Earlier, the Human Rights Commission of Pakistan (HRCP) condemned the “assault on journalists by Islamabad police” at the National Press Club.
“HRCP strongly condemns the raid on the National Press Club and [the] assault on journalists by the Islamabad police,” the rights group wrote in a post on X. “We demand an immediate inquiry and those responsible brought to book.”
Journalists across the country condemned the incident, calling it shameful and claiming that police acted like “thugs”.
Renowned journalist Hamid Mir wrote about the incident on X, stating that police were trying to arrest members of the Azad Jammu and Kashmir Joint Awami Action Committee (JAC) and that they “targeted journalists present in the cafeteria”.

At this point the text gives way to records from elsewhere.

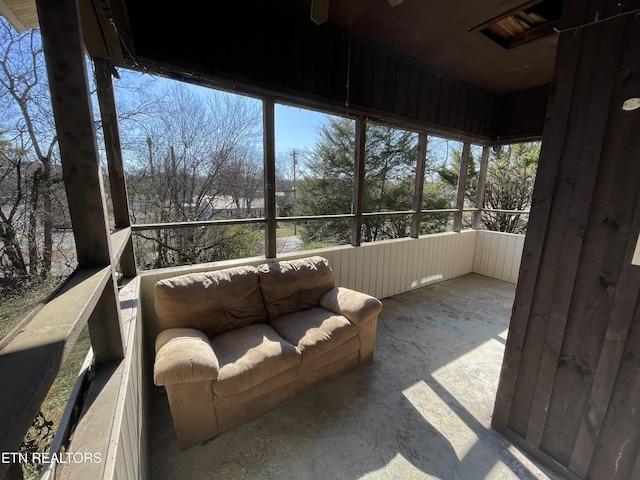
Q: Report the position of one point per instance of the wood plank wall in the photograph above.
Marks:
(313, 65)
(570, 386)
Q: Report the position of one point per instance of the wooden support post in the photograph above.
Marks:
(482, 180)
(110, 128)
(269, 176)
(358, 181)
(107, 342)
(117, 181)
(418, 190)
(570, 383)
(462, 185)
(71, 101)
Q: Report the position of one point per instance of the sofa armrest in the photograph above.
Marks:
(355, 306)
(184, 355)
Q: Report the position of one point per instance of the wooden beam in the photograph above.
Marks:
(462, 185)
(418, 191)
(358, 181)
(269, 175)
(71, 102)
(482, 180)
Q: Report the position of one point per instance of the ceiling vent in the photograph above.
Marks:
(528, 22)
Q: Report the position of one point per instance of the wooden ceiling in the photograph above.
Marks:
(422, 63)
(437, 34)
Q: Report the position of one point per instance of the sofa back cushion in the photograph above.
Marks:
(213, 302)
(293, 285)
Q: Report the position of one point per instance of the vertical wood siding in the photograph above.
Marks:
(570, 384)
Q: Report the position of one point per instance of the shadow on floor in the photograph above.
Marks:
(420, 410)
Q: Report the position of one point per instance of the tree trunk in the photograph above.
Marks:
(47, 221)
(32, 230)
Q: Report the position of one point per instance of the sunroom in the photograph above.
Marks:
(569, 384)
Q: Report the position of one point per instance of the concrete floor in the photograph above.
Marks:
(421, 410)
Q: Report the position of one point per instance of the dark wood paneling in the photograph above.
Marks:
(521, 115)
(570, 383)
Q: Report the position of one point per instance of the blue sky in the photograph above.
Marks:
(296, 129)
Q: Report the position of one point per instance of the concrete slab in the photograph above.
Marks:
(421, 410)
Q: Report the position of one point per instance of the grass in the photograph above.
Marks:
(12, 311)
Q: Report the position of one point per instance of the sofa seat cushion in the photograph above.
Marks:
(292, 285)
(213, 302)
(251, 355)
(314, 331)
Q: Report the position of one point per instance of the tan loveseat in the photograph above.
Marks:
(235, 342)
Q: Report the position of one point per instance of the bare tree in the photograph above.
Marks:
(198, 154)
(29, 129)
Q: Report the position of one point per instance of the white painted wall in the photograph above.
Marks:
(498, 255)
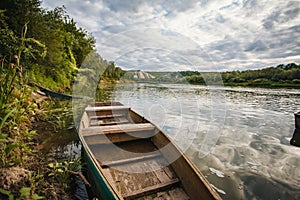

Meanwhile, journalist Matiullah Jan condemned the incident in a post on X, deeming the incident “extremely shameful and condemnable”.
“This incident is [a product] of the incompetence and cowardice of the club administration,” Jan wrote. “The press club is the home of journalists, where it is disgraceful for the police to barge into the cafeteria with batons and attack people.
Anas Mallick, who works with TV channel Asia One, alleged that police had raided the club to arrest Kashmiri journalists covering a “call to protest” by the JAAC, adding that the police were “acting like thugs”.
Zebunnisa Burki, an editor at The News daily, called visuals emerging from the raid “insane” and added that journalists were being attacked by police inside the press club itself.